Mistral AI released Voxtral TTS, a 4-billion-parameter open-weights text-to-speech model that the company says matches or beats ElevenLabs on naturalness benchmarks. The model supports nine languages and can clone a voice from just three seconds of reference audio.

What Happened

Voxtral TTS is Mistral's first entry into speech generation, built on the Ministral 3B backbone. The model combines a 3.4B transformer decoder, a 390M flow-matching acoustic transformer, and a 300M neural audio codec into a single pipeline that generates lifelike speech at 70ms latency for typical inputs.

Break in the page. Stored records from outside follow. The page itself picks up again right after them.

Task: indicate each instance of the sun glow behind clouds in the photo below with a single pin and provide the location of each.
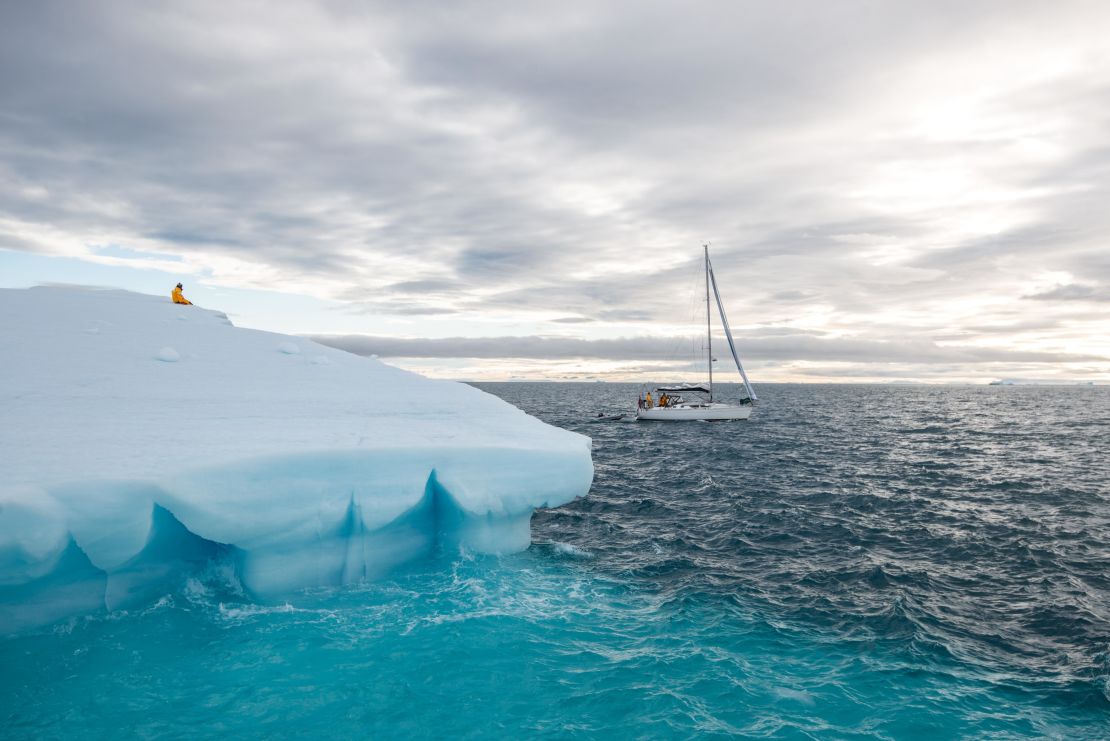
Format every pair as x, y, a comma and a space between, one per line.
869, 176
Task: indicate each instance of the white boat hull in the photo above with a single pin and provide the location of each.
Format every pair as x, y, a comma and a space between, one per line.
694, 413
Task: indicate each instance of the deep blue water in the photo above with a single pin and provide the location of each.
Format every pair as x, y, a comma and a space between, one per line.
854, 562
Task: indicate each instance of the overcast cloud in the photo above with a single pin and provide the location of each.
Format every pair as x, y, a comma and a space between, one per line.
921, 184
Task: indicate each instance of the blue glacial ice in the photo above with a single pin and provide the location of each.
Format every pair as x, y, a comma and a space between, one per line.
140, 440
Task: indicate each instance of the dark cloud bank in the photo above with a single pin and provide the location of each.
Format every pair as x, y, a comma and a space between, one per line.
904, 173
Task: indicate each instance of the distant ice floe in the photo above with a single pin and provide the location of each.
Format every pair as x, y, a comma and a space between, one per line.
120, 475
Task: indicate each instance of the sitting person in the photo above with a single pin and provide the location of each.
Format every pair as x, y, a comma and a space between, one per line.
179, 297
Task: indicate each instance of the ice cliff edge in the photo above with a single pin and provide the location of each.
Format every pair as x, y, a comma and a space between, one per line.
140, 438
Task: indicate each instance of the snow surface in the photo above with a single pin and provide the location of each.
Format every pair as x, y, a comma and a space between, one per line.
140, 438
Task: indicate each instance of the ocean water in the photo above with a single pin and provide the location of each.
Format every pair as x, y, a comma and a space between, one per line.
854, 562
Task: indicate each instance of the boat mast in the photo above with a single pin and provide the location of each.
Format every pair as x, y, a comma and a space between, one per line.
708, 325
728, 331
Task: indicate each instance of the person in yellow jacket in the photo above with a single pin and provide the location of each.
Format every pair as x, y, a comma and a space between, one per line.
179, 298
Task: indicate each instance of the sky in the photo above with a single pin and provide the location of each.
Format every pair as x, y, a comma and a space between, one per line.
891, 191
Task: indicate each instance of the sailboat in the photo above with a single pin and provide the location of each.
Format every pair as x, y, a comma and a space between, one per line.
697, 403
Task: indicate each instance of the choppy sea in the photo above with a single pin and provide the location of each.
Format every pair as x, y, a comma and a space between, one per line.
853, 562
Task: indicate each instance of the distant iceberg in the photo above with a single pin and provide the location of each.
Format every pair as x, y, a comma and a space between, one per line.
140, 439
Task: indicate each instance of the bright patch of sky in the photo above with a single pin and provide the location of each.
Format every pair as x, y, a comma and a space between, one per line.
908, 192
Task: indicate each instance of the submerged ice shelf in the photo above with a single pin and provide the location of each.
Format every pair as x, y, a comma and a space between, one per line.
139, 439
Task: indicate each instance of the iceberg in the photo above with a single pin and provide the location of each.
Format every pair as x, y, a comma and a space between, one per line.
141, 439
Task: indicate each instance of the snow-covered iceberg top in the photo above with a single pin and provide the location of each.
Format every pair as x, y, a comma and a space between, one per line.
139, 438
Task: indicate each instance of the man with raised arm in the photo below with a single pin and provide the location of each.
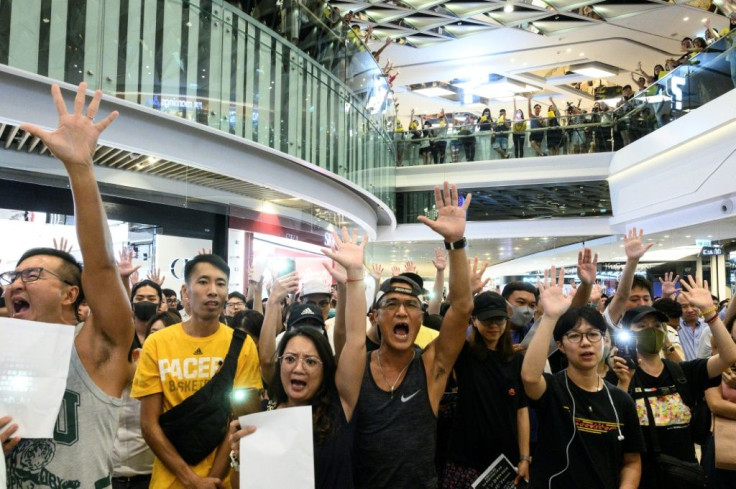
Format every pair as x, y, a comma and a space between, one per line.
402, 386
630, 292
46, 286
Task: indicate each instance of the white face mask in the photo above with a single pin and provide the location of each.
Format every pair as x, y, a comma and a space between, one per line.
522, 315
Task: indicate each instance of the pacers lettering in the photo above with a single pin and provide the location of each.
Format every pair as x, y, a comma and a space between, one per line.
199, 368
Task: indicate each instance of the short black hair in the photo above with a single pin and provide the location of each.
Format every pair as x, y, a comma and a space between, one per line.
147, 283
670, 307
70, 269
213, 260
642, 282
512, 287
237, 295
249, 321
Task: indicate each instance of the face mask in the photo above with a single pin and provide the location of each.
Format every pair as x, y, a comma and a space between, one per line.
144, 310
522, 315
650, 340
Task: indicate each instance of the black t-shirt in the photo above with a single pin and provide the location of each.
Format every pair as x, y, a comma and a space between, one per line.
596, 454
489, 394
671, 415
333, 461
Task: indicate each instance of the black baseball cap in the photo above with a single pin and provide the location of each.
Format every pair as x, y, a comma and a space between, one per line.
301, 313
401, 284
638, 313
489, 305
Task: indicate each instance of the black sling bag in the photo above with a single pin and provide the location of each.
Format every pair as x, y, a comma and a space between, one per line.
198, 425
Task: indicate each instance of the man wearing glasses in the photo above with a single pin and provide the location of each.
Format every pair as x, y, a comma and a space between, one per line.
399, 400
46, 286
667, 388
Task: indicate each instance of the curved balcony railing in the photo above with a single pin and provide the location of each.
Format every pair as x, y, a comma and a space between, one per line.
208, 62
705, 77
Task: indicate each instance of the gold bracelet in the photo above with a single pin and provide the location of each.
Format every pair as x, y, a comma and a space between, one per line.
708, 311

The weights are available on Hugging Face under a CC BY-NC 4.0 license. API access runs $0.016 per 1,000 characters through Mistral's platform, Le Chat, and Mistral Studio.

Why It Matters

Open-weights TTS models have lagged behind commercial APIs in quality. Voxtral closes that gap. In human evaluations, it scored higher on naturalness than ElevenLabs Flash v2.5 while matching the quality of ElevenLabs v3, which has been the industry benchmark for production voice work.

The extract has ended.